URLs are annoyingly long to use in databases, so let's use standard "sw" prefix to shorten them. Now we have table 1:

sw_id property value
sw:1 sw:first_name Luke
sw:2 sw:first_name Leia
sw:3 sw:first_name Darth
sw:4 sw:first_name Han
sw:5 sw:first_name Anakin
sw:1 sw:last_name Skywalker
sw:2 sw:last_name Skywalker
sw:3 sw:last_name Vader
sw:4 sw:last_name Solo
sw:5 sw:last_name Skywalker
sw:1 sw:occupation sw:Jedi
sw:2 sw:occupation sw:princess
sw:4 sw:occupation sw:scoundrel

and table 2:

sw_id property value
sw:1 sw:enemy sw:3
sw:2 sw:enemy sw:3
sw:3 sw:enemy sw:1
sw:3 sw:enemy sw:2
sw:3 sw:enemy sw:4
sw:4 sw:enemy sw:1
sw:1 sw:father sw:3
sw:2 sw:father sw:3
sw:1 sw:lightsaber_color green
sw:3 sw:lightsaber_color red
sw:4 sw:ship Millenium Falcon

To merge these two tables, we simple concatenate them. It couldn't be simpler.

Wait, this looks kinda familiar...

RDF

These tables are pretty much in RDF format. You just have to squint a little!

  • sw_id == subject
  • property == predicate
  • value == object

Each row of the table is a subject-predicate-object triple. Our subjects, predicates, and some objects are URLs. We also have some literal objects. We could turn this table directly into Turtle format with a little SQL magic (basically just concatenating strings):

SELECT "@prefix sw: <http://example.com/sw_> ."
UNION ALL
SELECT ""
UNION ALL
SELECT
   sw_id
|| " "
|| property
|| " "
|| IF(
     INSTR(value, ":"),
     value,                -- CURIE
     """" || value || """" -- literal
   )
|| " ."
FROM triple_table;

The first few lines will look like this:

@prefix sw: <http://example.com/sw_> .

sw:1 sw:first_name "Luke" .
sw:2 sw:first_name "Leia" .
sw:3 sw:first_name "Darth" .
sw:4 sw:first_name "Han" .

Two things we're missing from RDF are language tagged literals and typed literals.
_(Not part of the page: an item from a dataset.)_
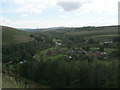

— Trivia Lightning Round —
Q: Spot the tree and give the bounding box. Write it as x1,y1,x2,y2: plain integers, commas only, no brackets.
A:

We also haven't used any blank nodes in our triple table. These are easy enough to add.

The biggest thing that's different about RDF is that it uses the "open-world assumption", so something may be true even though we don't have a triple asserting that it's true. The open-world assumption is a better fit than the closed-world assumption when we're integrating data on the Web.

Conclusion

Tables are great! We use them all the time, they're strong and rigid, and we're comfortable with them.

RDF, on the other hand, looks strange at first. For most common data processing, RDF is too flexible. But sometimes flexiblity is the most important thing.

The greatest strength of tables is their rigid structure, but that's also their greatest weakness. We saw a number of problems with tables, and how they could be overcome by breaking tables apart into smaller tables, until we got down to the most basic pattern: subject-predicate-object. Step by step, we were pushed toward RDF.

Merging tables is particularly painful. When working with data on the Web, merging is one of the most common and important operations, and so it makes sense to use RDF for these tasks. If self-joins with SQL is the worst problem for EAV tables, then SPARQL solves it.

These examples show that it's not really very hard to convert tables to triples. And once you've seen SPARQL, the RDF query language, you've seen one good way to convert triples to tables: SPARQL SELECT results are just tables!

Since it's straightforward to convert tables to triples and back again, make sure to use the right tool for the right job. When you need to merge heterogeneous data, reach for triples. For most other data processing tasks, use tables. They're great!